- Buy a single, large Unix server (probably a HP box running HP-UX) with 8 CPUs
- Buy two or more commodity "Lintel" boxes, with 2 or 4 processors, running Red Hat Advanced Server, and use RAC to create a single database instance.
But just how suitable is Real Application Clusters for data warehousing? The reason I started doubting RAC's suitability was an article I came across entitled "Oracle Real Application Clusters and Data Warehouse Applications" which stated the following:
"Oracle has marketed the Real Application Clusters (RAC) option as appropriate for all types of applications, but there is one very important exception, Oracle data warehouses. Oracle RAC is used primarily for continuous availability of mission-critical systems (i.e. banking applications) and for transparent scalability of massive online transactions systems (i.e. Amazon). However, it is not always the best architecture for data warehouse that require large materialized view rollups because they often require large, cohesive RAM regions (large data sorts) and tightly-coupled CPU’s (fast parallel query) ... In sum, Oracle Real Application Clusters is a wonderful tool for mission-critical database that must have continuous availability (using RAC with Transparent Application Failover (TAF)) and for scalability of super-large OLTP systems, Oracle RAC is not the best choice for data warehouse applications that require high-speed table scan performance."

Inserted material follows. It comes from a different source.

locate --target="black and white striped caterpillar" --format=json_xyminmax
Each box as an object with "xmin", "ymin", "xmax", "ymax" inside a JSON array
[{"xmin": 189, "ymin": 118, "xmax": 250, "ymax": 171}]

Now I know Don and Mike have spent quite a bit of time working with RAC, so I thought it wise to look into this in a bit more detail. What I did in the end was post a link to the article on the Dizwell Forum, and ask the forum participants for their experiences with RAC and data warehousing. I won't repeat the whole thread (which went on for three pages, so it's obviously an area of interest) but if you're considering RAC for a data warehousing project, take a look at the thread and Don's article, as they're both useful bits of background reading. My conclusion? A large, single server and a collection of clustered servers aren't interchangeable concepts; there could be issues with RAC with "edge cases", for instance (as mentioned in the forum comments) where a parallel query needs to run over multiple nodes, and the "large cohesive memory area" issue I still think could be an problem if you need more memory than a single small server can provide. The lesson I guess though is that there's no "black and white" rule for this sort of thing (not that the original article was suggesting this) and it's worth getting a bit of peer advice if you're looking to get an answer to a question such as this, with presumably big implications if you get it wrong.